30 Years of Reform (and Counting)
In the fall, I wrote “A Brief and Recent History of the Status Quo,” a 700 word post about education reform centered around the idea that schools and school people have always responded to reform with action. In short, the idea of the status quo is something of a myth:
For decades, the status quo has been that things change – in an orderly, collaborative, and productive fashion. This state has always had great teachers and administrators. And this state has always had leaders who insisted on reforming and improving the system. That process has always had bumps, but they have always been overcome by collaboration.
This week, the Oklahoma Policy Institute released a new 54 page report by the Oklahoma Technical Assistance Center titled “Educational Reform in Oklahoma: A Review of Major Legislation and Educational Performance since 1980,” going much deeper into the data, political history, and results of the various efforts to improve public education in Oklahoma.
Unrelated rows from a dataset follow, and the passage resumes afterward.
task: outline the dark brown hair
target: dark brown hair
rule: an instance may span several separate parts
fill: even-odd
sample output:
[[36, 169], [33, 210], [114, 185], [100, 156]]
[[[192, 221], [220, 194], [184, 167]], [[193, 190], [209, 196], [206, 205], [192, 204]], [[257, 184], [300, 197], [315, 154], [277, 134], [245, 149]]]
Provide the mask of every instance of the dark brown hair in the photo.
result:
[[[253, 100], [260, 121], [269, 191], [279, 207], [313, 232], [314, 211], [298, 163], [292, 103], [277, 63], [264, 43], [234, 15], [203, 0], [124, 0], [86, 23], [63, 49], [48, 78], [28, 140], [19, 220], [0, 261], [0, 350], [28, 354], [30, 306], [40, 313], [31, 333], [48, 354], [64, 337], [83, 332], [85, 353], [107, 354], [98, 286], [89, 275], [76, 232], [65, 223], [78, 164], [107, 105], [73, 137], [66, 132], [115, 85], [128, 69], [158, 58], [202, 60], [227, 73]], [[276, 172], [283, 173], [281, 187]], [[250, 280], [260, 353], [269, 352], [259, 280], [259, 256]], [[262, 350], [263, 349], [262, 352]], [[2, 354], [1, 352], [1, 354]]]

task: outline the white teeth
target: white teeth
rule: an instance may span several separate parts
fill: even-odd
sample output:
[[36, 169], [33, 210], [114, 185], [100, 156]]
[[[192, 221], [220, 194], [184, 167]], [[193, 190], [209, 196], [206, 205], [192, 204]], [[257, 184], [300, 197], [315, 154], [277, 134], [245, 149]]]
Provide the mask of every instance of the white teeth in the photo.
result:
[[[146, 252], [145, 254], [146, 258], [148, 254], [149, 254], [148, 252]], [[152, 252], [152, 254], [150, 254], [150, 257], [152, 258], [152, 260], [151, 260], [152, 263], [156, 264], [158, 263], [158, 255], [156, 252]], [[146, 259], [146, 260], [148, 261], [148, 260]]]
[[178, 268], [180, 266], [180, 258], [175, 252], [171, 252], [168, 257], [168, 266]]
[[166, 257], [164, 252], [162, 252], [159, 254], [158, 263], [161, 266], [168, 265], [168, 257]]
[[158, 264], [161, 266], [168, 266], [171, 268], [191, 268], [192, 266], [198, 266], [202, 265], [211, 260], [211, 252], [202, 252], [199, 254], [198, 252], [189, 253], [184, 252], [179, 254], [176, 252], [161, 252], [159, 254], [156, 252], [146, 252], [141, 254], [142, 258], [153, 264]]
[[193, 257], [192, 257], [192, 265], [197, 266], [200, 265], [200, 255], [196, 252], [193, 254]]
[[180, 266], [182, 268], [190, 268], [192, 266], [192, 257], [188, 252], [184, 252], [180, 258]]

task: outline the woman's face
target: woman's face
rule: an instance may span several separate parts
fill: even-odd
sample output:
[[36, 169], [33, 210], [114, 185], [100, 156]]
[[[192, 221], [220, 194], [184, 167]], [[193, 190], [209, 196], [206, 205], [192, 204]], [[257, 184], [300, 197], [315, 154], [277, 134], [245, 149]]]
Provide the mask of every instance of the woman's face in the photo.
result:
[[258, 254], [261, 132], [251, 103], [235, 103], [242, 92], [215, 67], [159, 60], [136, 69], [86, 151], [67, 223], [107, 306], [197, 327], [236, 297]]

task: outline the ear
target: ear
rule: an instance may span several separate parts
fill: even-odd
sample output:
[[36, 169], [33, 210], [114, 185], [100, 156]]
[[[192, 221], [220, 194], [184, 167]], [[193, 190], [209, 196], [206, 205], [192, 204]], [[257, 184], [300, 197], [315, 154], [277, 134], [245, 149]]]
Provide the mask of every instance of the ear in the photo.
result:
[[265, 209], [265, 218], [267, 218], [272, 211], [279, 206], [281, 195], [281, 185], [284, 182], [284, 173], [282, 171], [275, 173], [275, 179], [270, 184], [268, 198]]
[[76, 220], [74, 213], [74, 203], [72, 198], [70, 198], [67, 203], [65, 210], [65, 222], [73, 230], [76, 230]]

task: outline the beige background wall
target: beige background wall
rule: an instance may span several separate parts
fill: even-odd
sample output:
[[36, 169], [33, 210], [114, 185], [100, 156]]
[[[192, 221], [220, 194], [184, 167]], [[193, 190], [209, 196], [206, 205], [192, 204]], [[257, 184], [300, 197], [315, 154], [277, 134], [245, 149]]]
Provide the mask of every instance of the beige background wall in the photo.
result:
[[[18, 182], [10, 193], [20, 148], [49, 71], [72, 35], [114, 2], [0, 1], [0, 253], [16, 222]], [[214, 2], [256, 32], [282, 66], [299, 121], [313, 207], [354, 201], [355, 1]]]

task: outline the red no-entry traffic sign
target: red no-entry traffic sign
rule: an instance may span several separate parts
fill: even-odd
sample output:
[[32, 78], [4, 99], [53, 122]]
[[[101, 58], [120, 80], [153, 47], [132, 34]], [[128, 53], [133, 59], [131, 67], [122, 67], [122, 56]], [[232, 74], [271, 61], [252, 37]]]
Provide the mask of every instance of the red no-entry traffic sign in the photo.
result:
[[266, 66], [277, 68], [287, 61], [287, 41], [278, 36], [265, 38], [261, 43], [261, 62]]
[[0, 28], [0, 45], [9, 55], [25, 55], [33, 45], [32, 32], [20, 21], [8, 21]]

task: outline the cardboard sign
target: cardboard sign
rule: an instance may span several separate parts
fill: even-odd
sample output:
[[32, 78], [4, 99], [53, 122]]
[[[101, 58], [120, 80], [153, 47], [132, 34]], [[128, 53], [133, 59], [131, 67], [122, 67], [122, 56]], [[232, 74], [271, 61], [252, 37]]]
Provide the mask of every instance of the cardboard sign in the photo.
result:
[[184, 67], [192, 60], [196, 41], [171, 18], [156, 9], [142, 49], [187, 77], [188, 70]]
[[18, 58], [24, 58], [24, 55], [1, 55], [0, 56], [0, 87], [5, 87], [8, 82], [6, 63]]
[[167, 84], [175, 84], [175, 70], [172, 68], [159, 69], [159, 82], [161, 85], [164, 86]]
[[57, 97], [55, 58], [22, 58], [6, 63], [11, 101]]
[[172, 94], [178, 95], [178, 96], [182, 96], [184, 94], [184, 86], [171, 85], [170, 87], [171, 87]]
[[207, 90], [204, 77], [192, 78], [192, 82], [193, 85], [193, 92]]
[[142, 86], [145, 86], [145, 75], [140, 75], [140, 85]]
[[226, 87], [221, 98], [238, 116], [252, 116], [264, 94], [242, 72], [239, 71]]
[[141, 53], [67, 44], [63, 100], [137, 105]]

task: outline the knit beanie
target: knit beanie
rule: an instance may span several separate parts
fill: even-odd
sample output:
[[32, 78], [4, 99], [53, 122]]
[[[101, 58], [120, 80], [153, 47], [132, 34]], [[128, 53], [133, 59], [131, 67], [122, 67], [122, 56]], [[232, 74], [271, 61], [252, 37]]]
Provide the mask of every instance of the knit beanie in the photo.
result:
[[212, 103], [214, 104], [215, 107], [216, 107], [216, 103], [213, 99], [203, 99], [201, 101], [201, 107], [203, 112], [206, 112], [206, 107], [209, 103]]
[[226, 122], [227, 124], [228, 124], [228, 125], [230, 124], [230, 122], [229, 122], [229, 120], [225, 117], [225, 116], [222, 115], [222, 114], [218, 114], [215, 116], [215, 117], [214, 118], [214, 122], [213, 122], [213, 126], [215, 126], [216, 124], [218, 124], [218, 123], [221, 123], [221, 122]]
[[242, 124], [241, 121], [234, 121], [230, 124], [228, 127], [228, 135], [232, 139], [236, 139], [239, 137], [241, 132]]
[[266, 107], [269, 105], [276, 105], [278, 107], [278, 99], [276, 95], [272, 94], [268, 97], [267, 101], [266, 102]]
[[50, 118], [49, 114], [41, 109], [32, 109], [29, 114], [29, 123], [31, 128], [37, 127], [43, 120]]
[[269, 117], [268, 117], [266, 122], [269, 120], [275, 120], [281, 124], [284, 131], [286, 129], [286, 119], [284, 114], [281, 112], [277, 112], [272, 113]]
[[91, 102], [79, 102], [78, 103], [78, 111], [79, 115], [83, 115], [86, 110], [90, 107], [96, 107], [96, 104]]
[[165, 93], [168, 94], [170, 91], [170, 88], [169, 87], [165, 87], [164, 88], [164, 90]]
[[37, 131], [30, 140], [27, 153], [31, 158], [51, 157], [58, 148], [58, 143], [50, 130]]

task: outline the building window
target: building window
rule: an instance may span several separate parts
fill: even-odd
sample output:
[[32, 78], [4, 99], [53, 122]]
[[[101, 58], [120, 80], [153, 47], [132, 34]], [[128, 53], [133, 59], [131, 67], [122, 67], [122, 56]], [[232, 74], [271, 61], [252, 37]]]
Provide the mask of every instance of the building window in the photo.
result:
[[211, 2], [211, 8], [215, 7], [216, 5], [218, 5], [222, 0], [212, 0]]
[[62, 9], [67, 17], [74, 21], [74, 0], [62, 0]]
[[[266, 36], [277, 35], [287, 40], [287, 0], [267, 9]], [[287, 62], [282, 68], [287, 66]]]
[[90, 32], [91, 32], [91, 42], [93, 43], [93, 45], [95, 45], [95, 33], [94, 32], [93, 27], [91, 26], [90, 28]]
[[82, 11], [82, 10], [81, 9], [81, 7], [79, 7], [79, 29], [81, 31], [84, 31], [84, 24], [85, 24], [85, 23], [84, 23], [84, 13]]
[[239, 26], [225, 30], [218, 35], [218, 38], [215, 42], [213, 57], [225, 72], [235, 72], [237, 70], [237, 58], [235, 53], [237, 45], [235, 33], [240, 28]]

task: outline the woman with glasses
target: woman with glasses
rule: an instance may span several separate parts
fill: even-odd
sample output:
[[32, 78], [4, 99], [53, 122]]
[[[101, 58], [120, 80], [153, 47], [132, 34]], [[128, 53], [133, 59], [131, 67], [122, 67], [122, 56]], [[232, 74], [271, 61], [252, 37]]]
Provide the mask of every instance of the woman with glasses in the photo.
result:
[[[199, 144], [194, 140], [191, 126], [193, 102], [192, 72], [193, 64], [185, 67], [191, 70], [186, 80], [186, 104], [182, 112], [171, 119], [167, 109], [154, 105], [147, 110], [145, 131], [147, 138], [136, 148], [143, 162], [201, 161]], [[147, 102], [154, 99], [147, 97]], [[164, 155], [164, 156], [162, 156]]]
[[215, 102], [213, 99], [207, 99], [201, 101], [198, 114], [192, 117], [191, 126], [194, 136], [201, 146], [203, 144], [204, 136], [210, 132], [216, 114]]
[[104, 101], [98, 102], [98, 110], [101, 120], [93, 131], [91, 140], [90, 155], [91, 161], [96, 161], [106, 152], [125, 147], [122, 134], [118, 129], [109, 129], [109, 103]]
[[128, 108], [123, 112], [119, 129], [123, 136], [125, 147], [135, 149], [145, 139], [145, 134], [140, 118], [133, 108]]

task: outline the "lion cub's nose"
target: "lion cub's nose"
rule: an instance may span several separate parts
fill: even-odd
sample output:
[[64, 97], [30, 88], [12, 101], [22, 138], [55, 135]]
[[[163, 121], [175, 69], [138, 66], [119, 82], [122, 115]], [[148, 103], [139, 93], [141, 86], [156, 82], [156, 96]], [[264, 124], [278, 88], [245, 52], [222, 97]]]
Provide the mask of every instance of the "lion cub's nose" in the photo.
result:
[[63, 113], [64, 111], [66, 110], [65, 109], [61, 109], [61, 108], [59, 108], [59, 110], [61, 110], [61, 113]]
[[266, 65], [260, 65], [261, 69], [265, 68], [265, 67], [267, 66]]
One piece of advice: if you’re not following the Oklahoma Policy Institute – by Facebook, Twitter, or email, I’m not sure what you’re waiting for. They’re a great source of news in addition to what we get to digest from the major state newspapers and television stations.
Another piece of advice is that you read the report. I find the visitors to this blog to be well-informed and capable of holding meaningful discussions of the issues we all face as we try not just to improve education – but to improve the lives of all students. Many of us have lived through all or some of these reforms, but I know that some readers here have been teaching for ten years or fewer. Even some of the reforms that occurred during the early years of my career were off my radar when I was just trying to survive as a brand new college graduate.
Probably my favorite part of the report’s executive summary was this paragraph explaining the problem with implementing too many reforms at once:
There have been so many reforms that it is impossible to state with certainty which ones have worked and which have not – with this amount of change from year to year, attribution of results is a problem. It is easier to assess the impact of programs for which in-depth data are published, but most of the reforms address broad themes that affect all schools and grade levels (e.g., implementing a new state curriculum). For programs such as these, the effects are so diffuse that it is difficult to determine the efficacy of any single set of reforms. The statewide student information system should make it easier to evaluate the effectiveness of specific reforms in the future, if reviewing those data is built into the system.
In other words, if anything has improved for students, we can’t pin down the specific reform that made it happen. With what we’re seeing in the anti-school climate pervasive in the legislature and at the SDE, with initiatives brought in from Jeb Bush and ALEC, that effect will only be increased in the future.